Like jokes
My two friends came to me one day and said they had the best blowjob that they ever had from my little sister. So I ask my sister, "Is it true that you gave my friends blowjobs?" She said yes.
My sister asked me, "Do you want one?" I said yeah. My sister gave me a blowjob and wow, just like my friends, it was the best blowjob that I ever had. As an older brother, I couldn't be more prouder.
How do you suck a dick?
Stick it down your throat like Nicholas does with Dennis.

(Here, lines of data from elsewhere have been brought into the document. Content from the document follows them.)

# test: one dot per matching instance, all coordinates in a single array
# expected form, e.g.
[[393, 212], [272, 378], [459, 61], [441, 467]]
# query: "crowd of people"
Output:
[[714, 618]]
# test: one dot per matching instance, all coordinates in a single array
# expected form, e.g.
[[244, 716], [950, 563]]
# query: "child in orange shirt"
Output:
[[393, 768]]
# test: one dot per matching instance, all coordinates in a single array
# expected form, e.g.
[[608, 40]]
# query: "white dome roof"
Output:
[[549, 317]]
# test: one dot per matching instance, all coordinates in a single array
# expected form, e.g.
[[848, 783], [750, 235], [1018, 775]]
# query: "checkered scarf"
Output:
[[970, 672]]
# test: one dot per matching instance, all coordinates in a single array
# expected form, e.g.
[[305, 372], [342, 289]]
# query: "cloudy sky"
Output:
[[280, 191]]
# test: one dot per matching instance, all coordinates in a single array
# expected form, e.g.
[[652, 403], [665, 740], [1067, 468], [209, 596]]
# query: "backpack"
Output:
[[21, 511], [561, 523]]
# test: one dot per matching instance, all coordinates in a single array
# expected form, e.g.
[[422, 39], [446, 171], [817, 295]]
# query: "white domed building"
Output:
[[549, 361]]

Little Red Riding Hood has to deliver food to her grandma again. She can drive now because she is sixteen. One the way, she accidentally took the wrong way and got to a different forest where her grandma lives now. She found the wrong cottage that looked like her grandma's home. When she opened the door, she found her younger and older sisters of ages 9, 11, 18, and 22. How old is Little Red Riding Hood?
Answer: 16
An old man gets a call from the IRS.
The man on the phone says, “We’ve noticed large sums of money coming in and going out of your account constantly, and we gotta get this straight. Come in tomorrow and we’ll have a chat about this.” The old man thinks for a while and then decides he better get his lawyer to come with him.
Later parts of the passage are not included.